Thursday, 5 February 2026

Rita Orji recommended to serve on the United Nations International Scientific AI Panel

In a world where artificial intelligence is reshaping economies, societies, and power structures at unprecedented speed, the question of who gets to help shape its rules has never mattered more. This is why the recent recommendation of Professor Rita Orji to the United Nations International Scientific AI Panel is both a personal triumph and a moment of global significance for Nigeria, for Africa, and for the future of responsible AI governance.

Recommended by the UN Secretary-General, António Guterres, Prof. Orji stands among 40 experts drawn from across the world, following a rigorous international selection process. She is the only Nigerian on the list, and one of the very few voices representing the Global South at a table where decisions will influence how artificial intelligence evolves across borders and generations.

The final appointment now lies with the United Nations General Assembly, whose vote will determine the composition of a panel designed to guide humanity through one of its most transformative technological eras.

Why the United Nations AI Panel Matters Now

Artificial intelligence is advancing faster than any regulatory or ethical framework can easily contain. From automated decision-making to generative systems capable of influencing elections, economies, and culture, the stakes are no longer theoretical. They are immediate, global, and deeply human.

Recognising this urgency, the United Nations General Assembly took a landmark step last year by establishing an Independent International Scientific Panel on AI. The goal is clear: to ensure that global AI governance is grounded in independent, science-based assessment, not commercial pressure or geopolitical rivalry.

If approved, the panel will provide authoritative guidance to help governments keep pace with rapid technological change, ensuring that innovation remains aligned with humanity’s collective interests rather than drifting beyond democratic and ethical oversight.

Rita Orji’s recommendation places her at the heart of this global effort.

A Scholar Whose Work Anticipated This Moment

Rita’s career has long been shaped by the very questions the United Nations is now racing to address. As a Professor of Computer Science and Canada Research Chair in Persuasive Technology, she has spent years interrogating how intelligent systems interact with human values, behaviour, trust, and culture.

Her work sits at the intersection of human-centred AI, ethics, and persuasive technologies, fields that are increasingly central to debates around AI governance. Long before ethical AI became a policy buzzword, Rita was asking hard questions about bias, inclusion, and accountability, and building frameworks that show how technology can influence behaviour without manipulation or harm.

This depth of expertise makes her recommendation less symbolic and more strategic. She is not merely being recognised; she is being called upon because her research speaks directly to the challenges the world now faces.
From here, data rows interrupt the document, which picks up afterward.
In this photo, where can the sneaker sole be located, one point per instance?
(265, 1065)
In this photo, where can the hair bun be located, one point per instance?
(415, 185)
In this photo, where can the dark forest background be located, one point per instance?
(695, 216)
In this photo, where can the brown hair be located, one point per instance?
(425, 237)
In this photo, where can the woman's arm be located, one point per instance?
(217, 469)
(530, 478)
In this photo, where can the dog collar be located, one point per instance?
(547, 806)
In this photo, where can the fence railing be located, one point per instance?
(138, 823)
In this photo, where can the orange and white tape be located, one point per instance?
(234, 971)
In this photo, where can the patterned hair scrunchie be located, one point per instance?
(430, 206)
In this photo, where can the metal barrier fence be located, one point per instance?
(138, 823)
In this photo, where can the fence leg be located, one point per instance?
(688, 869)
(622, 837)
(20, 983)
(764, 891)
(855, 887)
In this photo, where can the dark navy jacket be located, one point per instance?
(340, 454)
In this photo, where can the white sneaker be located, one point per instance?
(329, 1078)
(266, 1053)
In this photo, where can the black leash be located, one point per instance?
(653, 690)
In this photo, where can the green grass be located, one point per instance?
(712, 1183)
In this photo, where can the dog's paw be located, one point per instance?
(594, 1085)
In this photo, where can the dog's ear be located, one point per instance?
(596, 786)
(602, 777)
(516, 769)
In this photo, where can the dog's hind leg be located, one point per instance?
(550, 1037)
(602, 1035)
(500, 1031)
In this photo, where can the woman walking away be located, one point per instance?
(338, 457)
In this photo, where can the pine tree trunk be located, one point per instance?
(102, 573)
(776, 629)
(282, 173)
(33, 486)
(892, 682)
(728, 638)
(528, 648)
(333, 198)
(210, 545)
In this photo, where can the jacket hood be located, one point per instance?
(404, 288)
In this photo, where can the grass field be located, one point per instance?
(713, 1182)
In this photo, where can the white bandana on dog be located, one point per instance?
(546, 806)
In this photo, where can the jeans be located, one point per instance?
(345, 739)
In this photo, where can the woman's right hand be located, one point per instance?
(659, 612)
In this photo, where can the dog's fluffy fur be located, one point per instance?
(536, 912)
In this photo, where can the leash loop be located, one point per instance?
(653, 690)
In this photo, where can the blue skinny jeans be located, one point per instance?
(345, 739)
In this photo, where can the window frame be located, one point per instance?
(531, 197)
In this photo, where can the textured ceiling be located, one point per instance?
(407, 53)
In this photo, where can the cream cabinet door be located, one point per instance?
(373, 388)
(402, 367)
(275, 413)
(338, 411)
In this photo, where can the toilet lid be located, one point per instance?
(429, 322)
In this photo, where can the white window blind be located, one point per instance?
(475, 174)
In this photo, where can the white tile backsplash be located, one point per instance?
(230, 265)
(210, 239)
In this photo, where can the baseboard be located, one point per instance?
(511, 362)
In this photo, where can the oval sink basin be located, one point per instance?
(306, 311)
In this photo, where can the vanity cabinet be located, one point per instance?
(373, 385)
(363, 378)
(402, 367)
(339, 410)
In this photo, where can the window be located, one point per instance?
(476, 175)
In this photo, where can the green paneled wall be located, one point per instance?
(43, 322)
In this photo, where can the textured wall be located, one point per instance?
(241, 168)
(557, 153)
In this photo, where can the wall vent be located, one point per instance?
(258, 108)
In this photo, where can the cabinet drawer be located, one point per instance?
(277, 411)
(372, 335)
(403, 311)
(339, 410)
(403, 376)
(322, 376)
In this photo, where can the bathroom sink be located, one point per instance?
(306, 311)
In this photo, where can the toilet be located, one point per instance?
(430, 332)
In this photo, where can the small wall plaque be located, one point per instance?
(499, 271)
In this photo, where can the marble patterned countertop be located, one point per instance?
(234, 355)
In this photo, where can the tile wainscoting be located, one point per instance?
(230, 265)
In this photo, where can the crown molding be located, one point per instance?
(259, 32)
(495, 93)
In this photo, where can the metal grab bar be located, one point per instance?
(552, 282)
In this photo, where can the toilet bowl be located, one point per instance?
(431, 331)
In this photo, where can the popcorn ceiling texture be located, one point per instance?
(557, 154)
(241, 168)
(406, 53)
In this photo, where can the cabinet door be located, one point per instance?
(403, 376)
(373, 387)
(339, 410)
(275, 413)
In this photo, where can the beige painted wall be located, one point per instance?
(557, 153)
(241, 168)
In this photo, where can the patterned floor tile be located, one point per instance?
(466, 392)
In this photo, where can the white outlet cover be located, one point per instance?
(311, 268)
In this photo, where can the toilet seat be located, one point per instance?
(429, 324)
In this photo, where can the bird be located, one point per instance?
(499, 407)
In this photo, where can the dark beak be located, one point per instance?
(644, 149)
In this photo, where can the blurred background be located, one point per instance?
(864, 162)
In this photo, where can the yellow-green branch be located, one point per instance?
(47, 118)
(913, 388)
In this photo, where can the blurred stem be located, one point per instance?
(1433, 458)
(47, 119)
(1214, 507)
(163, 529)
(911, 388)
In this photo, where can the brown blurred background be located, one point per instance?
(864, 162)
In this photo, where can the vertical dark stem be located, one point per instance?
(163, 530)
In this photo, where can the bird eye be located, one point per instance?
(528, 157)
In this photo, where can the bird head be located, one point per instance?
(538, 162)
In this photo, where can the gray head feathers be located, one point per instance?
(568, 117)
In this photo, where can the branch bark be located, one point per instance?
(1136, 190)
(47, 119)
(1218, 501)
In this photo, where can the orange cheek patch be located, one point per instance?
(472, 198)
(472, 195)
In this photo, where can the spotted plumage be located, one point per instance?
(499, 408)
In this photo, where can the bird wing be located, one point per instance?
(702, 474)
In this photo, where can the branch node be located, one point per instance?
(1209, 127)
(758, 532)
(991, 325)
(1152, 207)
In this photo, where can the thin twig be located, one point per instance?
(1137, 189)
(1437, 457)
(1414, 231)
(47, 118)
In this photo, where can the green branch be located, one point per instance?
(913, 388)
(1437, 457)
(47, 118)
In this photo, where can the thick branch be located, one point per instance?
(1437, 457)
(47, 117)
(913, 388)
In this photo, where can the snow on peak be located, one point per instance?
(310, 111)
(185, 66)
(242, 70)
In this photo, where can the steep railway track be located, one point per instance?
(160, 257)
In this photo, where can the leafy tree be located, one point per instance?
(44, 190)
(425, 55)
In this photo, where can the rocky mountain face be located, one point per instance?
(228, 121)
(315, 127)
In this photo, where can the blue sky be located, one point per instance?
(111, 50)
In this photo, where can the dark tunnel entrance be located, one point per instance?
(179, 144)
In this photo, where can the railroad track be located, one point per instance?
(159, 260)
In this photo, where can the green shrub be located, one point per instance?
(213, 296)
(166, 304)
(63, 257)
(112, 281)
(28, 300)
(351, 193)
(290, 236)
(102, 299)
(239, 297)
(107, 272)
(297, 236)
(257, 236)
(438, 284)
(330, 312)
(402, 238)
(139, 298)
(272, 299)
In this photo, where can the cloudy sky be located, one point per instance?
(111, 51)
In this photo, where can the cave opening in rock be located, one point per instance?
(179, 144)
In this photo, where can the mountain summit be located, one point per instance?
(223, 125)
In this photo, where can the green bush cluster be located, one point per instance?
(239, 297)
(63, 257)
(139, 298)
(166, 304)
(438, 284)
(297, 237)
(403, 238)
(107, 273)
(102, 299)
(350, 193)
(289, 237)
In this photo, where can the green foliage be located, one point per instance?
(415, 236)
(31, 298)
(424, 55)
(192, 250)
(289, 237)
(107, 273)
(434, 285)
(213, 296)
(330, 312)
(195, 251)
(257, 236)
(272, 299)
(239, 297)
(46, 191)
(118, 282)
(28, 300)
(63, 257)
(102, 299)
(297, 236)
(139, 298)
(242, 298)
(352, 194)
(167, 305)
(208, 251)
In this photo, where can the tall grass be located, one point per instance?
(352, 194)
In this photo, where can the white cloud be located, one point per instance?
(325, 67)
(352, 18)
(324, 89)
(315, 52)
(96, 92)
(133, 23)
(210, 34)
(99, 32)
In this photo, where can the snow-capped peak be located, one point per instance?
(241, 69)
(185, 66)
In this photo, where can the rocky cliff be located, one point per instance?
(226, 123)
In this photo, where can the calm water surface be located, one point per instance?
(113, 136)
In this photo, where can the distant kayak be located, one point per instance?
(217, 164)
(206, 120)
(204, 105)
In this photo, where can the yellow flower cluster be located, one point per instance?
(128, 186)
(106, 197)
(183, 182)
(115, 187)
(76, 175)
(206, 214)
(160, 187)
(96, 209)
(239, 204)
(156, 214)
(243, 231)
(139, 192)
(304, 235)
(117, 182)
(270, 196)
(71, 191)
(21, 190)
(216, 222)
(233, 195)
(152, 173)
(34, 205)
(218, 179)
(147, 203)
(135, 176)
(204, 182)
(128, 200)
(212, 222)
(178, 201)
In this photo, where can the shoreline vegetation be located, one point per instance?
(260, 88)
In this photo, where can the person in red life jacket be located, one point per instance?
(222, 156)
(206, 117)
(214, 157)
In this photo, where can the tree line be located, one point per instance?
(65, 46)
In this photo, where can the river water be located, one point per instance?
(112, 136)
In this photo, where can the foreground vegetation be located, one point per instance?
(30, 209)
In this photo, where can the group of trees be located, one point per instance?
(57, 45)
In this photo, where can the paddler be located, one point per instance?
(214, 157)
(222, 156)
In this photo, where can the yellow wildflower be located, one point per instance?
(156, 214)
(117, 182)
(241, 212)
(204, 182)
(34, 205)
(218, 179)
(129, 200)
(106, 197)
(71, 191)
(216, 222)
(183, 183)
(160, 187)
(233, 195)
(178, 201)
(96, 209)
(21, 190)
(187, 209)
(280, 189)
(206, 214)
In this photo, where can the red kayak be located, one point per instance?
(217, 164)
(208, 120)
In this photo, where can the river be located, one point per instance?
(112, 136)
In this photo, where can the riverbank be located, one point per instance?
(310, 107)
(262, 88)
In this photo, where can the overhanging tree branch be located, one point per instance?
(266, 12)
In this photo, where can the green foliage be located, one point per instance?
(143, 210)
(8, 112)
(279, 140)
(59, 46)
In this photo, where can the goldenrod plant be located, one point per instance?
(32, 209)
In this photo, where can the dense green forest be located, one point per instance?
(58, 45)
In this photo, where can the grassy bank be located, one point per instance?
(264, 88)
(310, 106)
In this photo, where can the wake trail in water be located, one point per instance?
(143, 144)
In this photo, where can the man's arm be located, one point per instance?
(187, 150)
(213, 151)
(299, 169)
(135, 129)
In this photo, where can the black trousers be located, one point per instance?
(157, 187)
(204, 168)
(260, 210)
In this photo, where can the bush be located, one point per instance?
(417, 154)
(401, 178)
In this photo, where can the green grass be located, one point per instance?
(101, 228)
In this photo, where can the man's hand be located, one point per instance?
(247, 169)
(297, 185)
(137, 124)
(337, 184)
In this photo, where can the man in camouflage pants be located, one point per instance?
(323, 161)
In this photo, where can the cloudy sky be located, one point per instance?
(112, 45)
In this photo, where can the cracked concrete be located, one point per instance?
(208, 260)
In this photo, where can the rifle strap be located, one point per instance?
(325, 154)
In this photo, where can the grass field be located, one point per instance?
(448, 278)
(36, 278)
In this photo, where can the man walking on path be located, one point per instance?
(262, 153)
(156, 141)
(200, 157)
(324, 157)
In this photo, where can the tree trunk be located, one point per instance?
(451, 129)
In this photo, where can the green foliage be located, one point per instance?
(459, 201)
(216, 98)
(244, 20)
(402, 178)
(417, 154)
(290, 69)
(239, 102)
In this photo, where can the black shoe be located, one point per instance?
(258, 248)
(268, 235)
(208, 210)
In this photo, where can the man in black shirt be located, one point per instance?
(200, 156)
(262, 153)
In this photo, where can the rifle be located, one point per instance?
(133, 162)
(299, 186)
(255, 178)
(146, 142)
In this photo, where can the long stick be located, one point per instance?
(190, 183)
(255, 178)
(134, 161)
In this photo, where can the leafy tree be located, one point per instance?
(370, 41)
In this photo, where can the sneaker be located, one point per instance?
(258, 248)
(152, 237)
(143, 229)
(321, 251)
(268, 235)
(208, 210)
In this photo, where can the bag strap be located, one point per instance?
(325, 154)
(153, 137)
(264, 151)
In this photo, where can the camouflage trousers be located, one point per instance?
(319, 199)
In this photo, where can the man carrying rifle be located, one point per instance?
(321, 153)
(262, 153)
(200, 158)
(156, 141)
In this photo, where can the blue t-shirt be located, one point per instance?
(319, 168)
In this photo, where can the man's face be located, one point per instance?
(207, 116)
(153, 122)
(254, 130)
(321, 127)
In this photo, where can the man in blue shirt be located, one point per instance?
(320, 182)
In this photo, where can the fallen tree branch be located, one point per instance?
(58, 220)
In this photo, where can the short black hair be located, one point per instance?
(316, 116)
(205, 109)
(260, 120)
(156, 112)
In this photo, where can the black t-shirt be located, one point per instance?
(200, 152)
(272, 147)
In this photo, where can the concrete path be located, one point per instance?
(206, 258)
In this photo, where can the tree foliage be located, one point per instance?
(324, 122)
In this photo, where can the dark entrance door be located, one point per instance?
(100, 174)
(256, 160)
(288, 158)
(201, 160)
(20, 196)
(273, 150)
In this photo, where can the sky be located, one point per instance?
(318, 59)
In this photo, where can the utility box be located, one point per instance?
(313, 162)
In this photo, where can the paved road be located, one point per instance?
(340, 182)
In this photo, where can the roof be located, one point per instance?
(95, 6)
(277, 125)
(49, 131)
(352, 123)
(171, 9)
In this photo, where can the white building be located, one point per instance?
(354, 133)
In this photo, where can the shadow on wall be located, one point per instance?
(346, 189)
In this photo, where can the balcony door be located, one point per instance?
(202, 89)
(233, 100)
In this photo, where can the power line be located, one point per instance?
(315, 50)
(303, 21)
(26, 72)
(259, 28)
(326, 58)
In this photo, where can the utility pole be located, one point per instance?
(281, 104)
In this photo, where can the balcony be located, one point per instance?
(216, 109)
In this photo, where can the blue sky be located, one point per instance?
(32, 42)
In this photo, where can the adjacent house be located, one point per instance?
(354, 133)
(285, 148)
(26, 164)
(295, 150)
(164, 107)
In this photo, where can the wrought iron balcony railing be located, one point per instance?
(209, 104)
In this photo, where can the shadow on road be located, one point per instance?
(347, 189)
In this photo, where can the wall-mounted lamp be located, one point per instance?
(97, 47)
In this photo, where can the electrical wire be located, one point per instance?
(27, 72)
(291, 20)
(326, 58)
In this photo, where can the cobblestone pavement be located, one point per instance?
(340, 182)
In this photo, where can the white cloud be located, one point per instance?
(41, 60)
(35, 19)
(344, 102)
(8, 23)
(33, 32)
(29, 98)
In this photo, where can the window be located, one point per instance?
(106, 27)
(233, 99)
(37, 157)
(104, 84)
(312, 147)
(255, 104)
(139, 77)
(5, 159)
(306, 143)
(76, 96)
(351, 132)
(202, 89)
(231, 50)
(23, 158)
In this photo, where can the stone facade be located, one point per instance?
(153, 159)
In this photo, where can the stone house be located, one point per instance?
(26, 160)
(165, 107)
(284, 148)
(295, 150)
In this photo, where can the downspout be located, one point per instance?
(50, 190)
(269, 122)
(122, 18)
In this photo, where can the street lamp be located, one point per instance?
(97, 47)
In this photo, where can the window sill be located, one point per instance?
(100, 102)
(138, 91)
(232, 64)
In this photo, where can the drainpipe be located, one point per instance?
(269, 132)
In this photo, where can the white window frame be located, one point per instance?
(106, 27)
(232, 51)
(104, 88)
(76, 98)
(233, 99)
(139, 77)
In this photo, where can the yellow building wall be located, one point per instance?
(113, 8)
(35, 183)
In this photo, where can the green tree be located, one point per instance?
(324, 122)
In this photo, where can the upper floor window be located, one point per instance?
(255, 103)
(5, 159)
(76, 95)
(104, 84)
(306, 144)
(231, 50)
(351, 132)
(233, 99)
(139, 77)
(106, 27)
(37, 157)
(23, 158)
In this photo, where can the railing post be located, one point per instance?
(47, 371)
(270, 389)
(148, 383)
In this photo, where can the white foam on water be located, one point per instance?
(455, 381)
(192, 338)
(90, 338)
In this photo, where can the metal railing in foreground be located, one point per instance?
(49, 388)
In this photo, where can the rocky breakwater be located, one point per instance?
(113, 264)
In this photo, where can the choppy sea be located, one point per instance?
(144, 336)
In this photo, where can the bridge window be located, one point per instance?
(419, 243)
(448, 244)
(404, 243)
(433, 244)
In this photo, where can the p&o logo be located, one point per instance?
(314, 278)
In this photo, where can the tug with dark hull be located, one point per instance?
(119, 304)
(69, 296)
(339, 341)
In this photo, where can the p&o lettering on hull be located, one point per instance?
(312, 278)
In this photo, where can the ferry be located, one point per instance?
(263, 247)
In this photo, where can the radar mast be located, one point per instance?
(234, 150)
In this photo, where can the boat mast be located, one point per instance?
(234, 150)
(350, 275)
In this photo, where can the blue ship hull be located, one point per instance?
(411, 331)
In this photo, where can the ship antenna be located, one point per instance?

Global Recognition, Built on Intellectual Rigor

Rita Orji’s academic journey is marked by sustained excellence rather than momentary acclaim. Her research has been published in leading international journals and conferences, widely cited, and applied across disciplines. She has received multiple awards for innovation, research impact, and leadership, and she is recognised globally as a thought leader in ethical and inclusive technology design.

Beyond publications and honours, her influence is evident in how her ideas travel from academic spaces into real-world conversations about policy, design, and governance. This ability to bridge theory and practice is precisely what the UN panel requires: experts who can translate scientific insight into guidance that governments can act upon.

A Voice for Inclusion in a Uneven Global Landscape

Perhaps the most profound aspect of Rita's recommendation is what it represents in a global system where technological power is often concentrated in a few regions. AI systems are frequently developed without sufficient input from the cultures, contexts, and communities most affected by their deployment.

Prof. Orji has consistently challenged this imbalance. Her work insists that technology must be inclusive by design, sensitive to cultural differences, and accountable to the people it serves. This perspective brings essential balance to a panel tasked with shaping governance frameworks meant for the entire world, not just its most technologically advanced corners.

Her presence ensures that conversations about AI ethics are not abstract, but grounded in lived realities across diverse societies.

Looking Ahead

As the United Nations General Assembly prepares to vote on the panel’s composition, Rita Orji’s recommendation already stands as a moment of significance. If confirmed, she will help guide how the world thinks about, governs, and lives with artificial intelligence in the years ahead.

In a defining era for technology and humanity alike, her voice brings clarity, conscience, and credibility.

For Nigeria, it is a moment of quiet pride. For the world, it is a reminder that the future of AI governance is strongest when it reflects the full diversity of human experience.